Laz kadınları da büyük ve zahmetli işlerde kendilerini kanıtlamışlardır. Onlar sadece ev işleriyle yetinmezler, ekme, çapalama, biçme işleri de Laz kadınlarının günlük işleri arasındadır. Böylece erkeklerine ticaret ve sanat uğraşıları için zaman kazandırırlar. Gürcistan’ın hiçbir bölgesinde Laz kadınlarının gösterdikleri olağanüstü gayreti görmek mümkün değildir. Bu sayede mutluluk, zenginlik, güzellik düzeyine ulaşmışlardır.

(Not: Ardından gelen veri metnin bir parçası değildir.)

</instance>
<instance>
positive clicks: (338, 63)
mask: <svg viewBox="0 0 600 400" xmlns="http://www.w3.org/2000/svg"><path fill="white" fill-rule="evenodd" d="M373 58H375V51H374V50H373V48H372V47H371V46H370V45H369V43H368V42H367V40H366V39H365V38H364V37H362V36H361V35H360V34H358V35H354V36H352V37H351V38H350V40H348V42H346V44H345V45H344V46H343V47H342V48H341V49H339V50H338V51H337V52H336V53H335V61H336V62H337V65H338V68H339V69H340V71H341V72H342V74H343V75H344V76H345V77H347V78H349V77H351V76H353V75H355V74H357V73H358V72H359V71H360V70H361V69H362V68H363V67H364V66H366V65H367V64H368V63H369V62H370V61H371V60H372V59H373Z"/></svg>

Laz evleri, içi dışı beyaza boyanmış pırıl pırıl, ocaklı, divanlı, halılarla, keçelerle, kilimlerle zevkli biçimde döşelidir. Temizlik, intizam insana ferahlık verir. Laz giyim kuşamı ilk bakışta onların ekonomik gücünü yansıtır. Laz erkek ve kadınları iyi cins kumaş, yünlü dokuma ve ipekten pırıl pırıl giysiler giyerler. Laz giysi modelleri Guria modellerinin aynısı sayılır. Aradaki fark sadece kumaşların kalitesinden ibarettir. Yüksek yaşam koşulları Lazları sağlıklı, neşeli, kemikli, pazulu insanlar haline getirmiştir. Kalabalık kentler olarak Gonia, Hopa, Laroga, Arhavi, Rize, Atina kentlerini sayabiliriz.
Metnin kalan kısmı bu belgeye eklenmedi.